Center for Advanced Orthopedic Studies, Beth Israel Deaconess Medical Center, and Department of Orthopedic Surgery, Harvard Medical School, Boston, MA, USA.
ARTORG Center for Biomedical Engineering Research, University of Bern, Bern, Switzerland.
Osteoporos Int. 2020 Mar;31(3):393-408. doi: 10.1007/s00198-019-05195-0. Epub 2020 Jan 3.
We reviewed the experimental and clinical evidence that hip bone strength estimated by BMD and/or finite element analysis (FEA) reflects the actual strength of the proximal femur and is associated with hip fracture risk and its changes upon treatment.
The risk of hip fractures increases exponentially with age due to a progressive loss of bone mass, deterioration of bone structure, and increased incidence of falls. Areal bone mineral density (aBMD), measured by dual-energy X-ray absorptiometry (DXA), is the most used surrogate marker of bone strength. However, age-related declines in bone strength exceed those of aBMD, and the majority of fractures occur in those who are not identified as osteoporotic by BMD testing. With hip fracture incidence increasing worldwide, the development of accurate methods to estimate bone strength in vivo would be very useful to predict the risk of hip fracture and to monitor the effects of osteoporosis therapies.

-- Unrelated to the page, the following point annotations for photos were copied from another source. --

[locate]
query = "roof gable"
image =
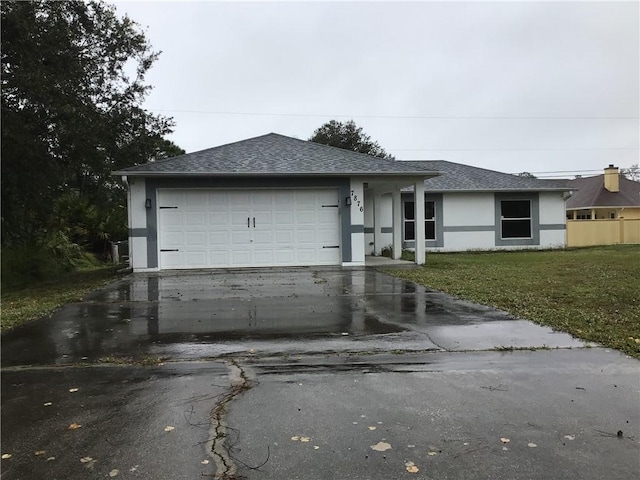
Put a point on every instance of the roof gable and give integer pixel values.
(465, 178)
(275, 154)
(591, 193)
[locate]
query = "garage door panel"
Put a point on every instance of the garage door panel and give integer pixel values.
(196, 259)
(240, 237)
(285, 237)
(172, 239)
(195, 199)
(196, 220)
(241, 257)
(214, 228)
(219, 239)
(197, 239)
(218, 218)
(262, 238)
(171, 217)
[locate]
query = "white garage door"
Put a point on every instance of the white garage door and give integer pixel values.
(241, 228)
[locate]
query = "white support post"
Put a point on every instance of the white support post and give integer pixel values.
(377, 224)
(419, 211)
(397, 224)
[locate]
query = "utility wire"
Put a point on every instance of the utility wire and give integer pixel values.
(410, 117)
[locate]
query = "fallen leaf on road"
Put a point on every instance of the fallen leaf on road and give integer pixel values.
(381, 447)
(411, 467)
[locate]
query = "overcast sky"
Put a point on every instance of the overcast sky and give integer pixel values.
(510, 86)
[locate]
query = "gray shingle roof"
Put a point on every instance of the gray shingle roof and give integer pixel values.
(591, 193)
(274, 154)
(464, 178)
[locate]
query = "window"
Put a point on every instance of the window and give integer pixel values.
(515, 220)
(409, 225)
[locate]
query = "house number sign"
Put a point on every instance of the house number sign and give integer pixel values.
(357, 203)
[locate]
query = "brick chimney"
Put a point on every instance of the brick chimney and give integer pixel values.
(612, 178)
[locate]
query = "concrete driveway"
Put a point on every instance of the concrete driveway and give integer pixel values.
(308, 373)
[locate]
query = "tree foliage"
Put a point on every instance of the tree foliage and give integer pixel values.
(348, 136)
(73, 80)
(632, 173)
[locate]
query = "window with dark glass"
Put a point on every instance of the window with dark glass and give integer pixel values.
(429, 220)
(515, 218)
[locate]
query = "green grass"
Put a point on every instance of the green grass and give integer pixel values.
(592, 293)
(41, 298)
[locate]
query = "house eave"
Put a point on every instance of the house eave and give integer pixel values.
(602, 206)
(422, 174)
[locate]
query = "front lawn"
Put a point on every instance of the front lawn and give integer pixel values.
(592, 293)
(38, 299)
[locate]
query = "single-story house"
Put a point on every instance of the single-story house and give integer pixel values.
(266, 201)
(605, 196)
(279, 201)
(603, 210)
(470, 208)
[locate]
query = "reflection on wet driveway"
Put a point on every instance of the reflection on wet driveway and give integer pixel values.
(205, 314)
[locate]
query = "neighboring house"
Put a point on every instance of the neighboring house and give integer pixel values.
(603, 210)
(266, 201)
(279, 201)
(606, 196)
(469, 208)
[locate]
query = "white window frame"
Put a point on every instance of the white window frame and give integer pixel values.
(406, 220)
(504, 219)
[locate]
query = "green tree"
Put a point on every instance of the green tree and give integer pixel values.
(349, 137)
(73, 80)
(632, 173)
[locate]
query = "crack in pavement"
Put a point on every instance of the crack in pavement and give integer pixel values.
(226, 469)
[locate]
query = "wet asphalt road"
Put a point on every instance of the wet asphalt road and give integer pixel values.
(297, 373)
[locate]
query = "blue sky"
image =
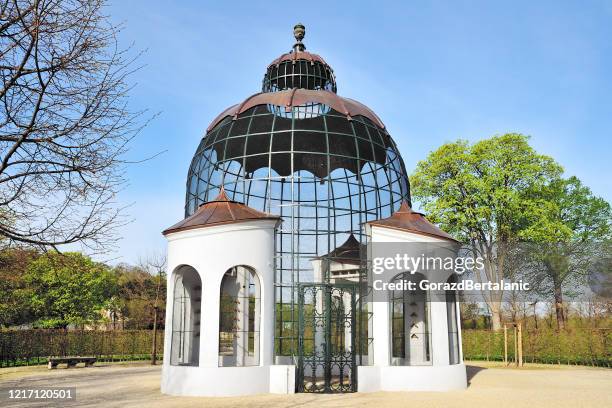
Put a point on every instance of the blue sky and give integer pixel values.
(433, 71)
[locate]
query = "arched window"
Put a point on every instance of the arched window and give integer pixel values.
(410, 328)
(187, 297)
(453, 324)
(239, 318)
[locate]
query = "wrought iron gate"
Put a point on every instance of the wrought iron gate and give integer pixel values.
(326, 338)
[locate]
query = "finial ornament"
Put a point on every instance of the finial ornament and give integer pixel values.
(299, 31)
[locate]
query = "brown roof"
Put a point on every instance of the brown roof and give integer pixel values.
(298, 55)
(298, 97)
(219, 211)
(407, 220)
(349, 252)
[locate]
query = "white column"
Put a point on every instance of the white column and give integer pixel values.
(381, 333)
(209, 315)
(439, 333)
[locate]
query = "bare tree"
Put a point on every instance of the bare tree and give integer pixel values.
(64, 122)
(156, 266)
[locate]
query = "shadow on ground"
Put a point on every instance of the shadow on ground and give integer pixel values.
(472, 371)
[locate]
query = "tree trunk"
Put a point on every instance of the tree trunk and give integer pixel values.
(559, 307)
(154, 351)
(495, 309)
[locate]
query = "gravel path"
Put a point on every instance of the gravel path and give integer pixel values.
(138, 386)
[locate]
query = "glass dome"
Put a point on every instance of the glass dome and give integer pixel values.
(324, 163)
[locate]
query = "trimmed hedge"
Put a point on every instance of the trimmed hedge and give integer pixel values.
(29, 347)
(591, 347)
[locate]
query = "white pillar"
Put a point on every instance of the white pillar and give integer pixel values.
(439, 333)
(381, 333)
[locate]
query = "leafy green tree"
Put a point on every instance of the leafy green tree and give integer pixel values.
(14, 304)
(478, 193)
(69, 288)
(571, 230)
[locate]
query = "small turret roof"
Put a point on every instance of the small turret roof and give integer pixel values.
(219, 211)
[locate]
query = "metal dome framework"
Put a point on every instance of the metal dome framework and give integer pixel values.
(325, 167)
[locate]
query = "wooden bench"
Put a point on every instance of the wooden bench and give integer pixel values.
(71, 361)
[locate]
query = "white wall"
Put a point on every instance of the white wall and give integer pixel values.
(211, 251)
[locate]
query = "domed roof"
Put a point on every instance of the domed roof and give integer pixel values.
(297, 56)
(219, 211)
(407, 220)
(300, 97)
(299, 69)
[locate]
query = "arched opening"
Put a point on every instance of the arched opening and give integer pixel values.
(410, 322)
(187, 300)
(239, 318)
(453, 324)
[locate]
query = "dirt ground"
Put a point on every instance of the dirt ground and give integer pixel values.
(137, 385)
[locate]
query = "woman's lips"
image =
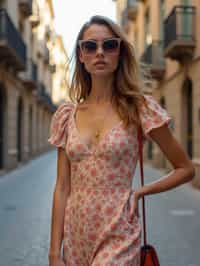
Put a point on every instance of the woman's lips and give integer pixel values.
(100, 63)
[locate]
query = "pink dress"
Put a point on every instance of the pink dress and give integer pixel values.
(97, 230)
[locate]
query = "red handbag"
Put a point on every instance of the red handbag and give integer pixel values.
(149, 256)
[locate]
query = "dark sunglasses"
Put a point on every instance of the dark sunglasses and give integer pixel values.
(91, 46)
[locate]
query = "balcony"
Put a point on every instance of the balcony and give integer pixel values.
(44, 98)
(153, 56)
(125, 20)
(179, 30)
(52, 68)
(12, 46)
(34, 21)
(132, 7)
(30, 78)
(25, 7)
(46, 55)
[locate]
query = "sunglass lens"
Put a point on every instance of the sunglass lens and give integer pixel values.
(110, 45)
(89, 46)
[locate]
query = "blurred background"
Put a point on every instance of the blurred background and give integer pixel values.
(37, 38)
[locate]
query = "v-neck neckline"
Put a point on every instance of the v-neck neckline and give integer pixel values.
(83, 141)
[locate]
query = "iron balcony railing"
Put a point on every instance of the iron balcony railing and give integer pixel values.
(26, 6)
(132, 7)
(153, 54)
(34, 75)
(44, 97)
(11, 40)
(180, 25)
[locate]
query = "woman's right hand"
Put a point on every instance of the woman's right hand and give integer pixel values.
(56, 261)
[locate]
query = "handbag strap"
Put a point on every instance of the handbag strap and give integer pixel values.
(140, 145)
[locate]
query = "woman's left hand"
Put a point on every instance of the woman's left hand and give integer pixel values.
(135, 205)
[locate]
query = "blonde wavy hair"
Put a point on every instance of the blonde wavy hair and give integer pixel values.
(129, 78)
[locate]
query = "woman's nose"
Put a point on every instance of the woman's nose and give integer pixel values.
(99, 49)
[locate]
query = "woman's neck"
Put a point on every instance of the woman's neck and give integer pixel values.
(101, 91)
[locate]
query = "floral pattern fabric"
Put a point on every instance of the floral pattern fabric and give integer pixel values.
(97, 228)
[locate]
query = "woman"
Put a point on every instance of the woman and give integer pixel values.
(94, 208)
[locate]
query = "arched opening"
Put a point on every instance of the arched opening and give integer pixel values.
(19, 129)
(187, 116)
(2, 124)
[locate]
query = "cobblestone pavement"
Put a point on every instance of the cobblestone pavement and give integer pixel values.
(173, 217)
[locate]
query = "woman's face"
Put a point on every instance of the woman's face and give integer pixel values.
(99, 59)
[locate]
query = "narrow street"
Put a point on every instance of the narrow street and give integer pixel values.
(25, 210)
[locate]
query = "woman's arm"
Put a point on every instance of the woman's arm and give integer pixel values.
(61, 192)
(183, 168)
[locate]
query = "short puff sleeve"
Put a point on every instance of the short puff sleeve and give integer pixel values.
(152, 115)
(59, 123)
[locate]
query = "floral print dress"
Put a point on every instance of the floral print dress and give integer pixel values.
(97, 228)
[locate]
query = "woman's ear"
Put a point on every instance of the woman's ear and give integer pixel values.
(80, 55)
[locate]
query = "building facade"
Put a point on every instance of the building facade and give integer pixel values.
(165, 35)
(26, 79)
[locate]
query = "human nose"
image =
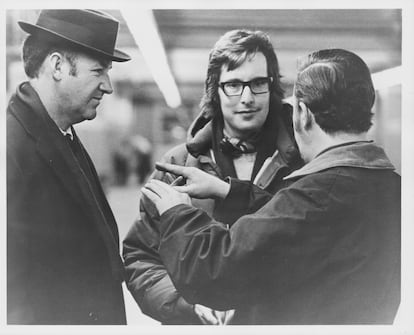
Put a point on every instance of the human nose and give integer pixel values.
(246, 95)
(106, 85)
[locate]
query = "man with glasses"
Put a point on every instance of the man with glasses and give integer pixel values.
(244, 131)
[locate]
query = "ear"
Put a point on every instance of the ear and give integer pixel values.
(306, 116)
(56, 65)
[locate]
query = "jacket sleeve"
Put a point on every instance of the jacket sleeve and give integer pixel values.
(147, 277)
(244, 198)
(225, 268)
(19, 235)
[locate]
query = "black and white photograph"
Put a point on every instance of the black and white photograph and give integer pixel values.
(174, 165)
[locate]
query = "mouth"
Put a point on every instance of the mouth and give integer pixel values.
(247, 111)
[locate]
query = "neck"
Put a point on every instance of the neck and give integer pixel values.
(47, 95)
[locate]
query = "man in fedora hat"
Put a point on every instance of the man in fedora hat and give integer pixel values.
(63, 264)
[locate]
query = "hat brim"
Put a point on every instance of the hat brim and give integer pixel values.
(116, 56)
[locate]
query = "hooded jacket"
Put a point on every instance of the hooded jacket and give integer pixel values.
(148, 280)
(324, 250)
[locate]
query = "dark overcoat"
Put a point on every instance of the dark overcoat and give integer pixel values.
(324, 250)
(63, 264)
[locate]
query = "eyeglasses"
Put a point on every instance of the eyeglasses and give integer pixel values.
(257, 86)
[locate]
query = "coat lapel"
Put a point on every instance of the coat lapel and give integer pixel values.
(55, 151)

We reviewed experimental and clinical evidence regarding the association between aBMD and/orCT-finite element analysis (FEA) estimated femoral strength and hip fracture risk as well as their changes with treatment.
Femoral aBMD and bone strength estimates by CT-FEA explain a large proportion of femoral strength ex vivo and predict hip fracture risk in vivo. Changes in femoral aBMD are strongly associated with anti-fracture efficacy of osteoporosis treatments, though comparable data for FEA are currently not available.
Hip aBMD and estimated femoral strength are good predictors of fracture risk and could potentially be used as surrogate endpoints for fracture in clinical trials. Further improvements of FEA may be achieved by incorporating trabecular orientations, enhanced cortical modeling, effects of aging on bone tissue ductility, and multiple sideway fall loading conditions.
我们回顾了实验和临床证据,这些证据表明髋骨骨密度(BMD)和/或有限元分析(FEA)估计的骨强度反映了股骨近端的实际强度,并与髋部骨折风险及其治疗后的变化相关。
由于骨量逐渐减少、骨结构恶化以及跌倒发生率增加,髋部骨折的风险随着年龄的增长呈指数级增加。双能 X 射线吸收法(DXA)测量的面积骨密度(aBMD)是骨强度最常用的替代标志物。然而,与年龄相关的骨强度下降超过了 aBMD 的下降,并且大多数骨折发生在那些通过 BMD 测试未被诊断为骨质疏松症的人群中。随着全球髋部骨折发病率的增加,开发准确的方法来体内估计骨强度将非常有助于预测髋部骨折的风险,并监测骨质疏松症治疗的效果。
我们回顾了关于 aBMD 和/或 CT-FEA 估计的股骨强度与髋部骨折风险之间的关联以及它们随治疗变化的实验和临床证据。
股骨 aBMD 和 CT-FEA 估计的骨强度解释了体外股骨强度的很大一部分,并预测了体内髋部骨折的风险。股骨 aBMD 的变化与骨质疏松症治疗的抗骨折疗效密切相关,尽管目前尚无类似的 FEA 数据。
髋部 aBMD 和估计的股骨强度是骨折风险的良好预测指标,可能被用作临床试验中骨折的替代终点。通过纳入小梁取向、增强皮质建模、骨组织延展性随年龄变化的影响以及多种侧向跌倒加载条件,FEA 可能会进一步改进。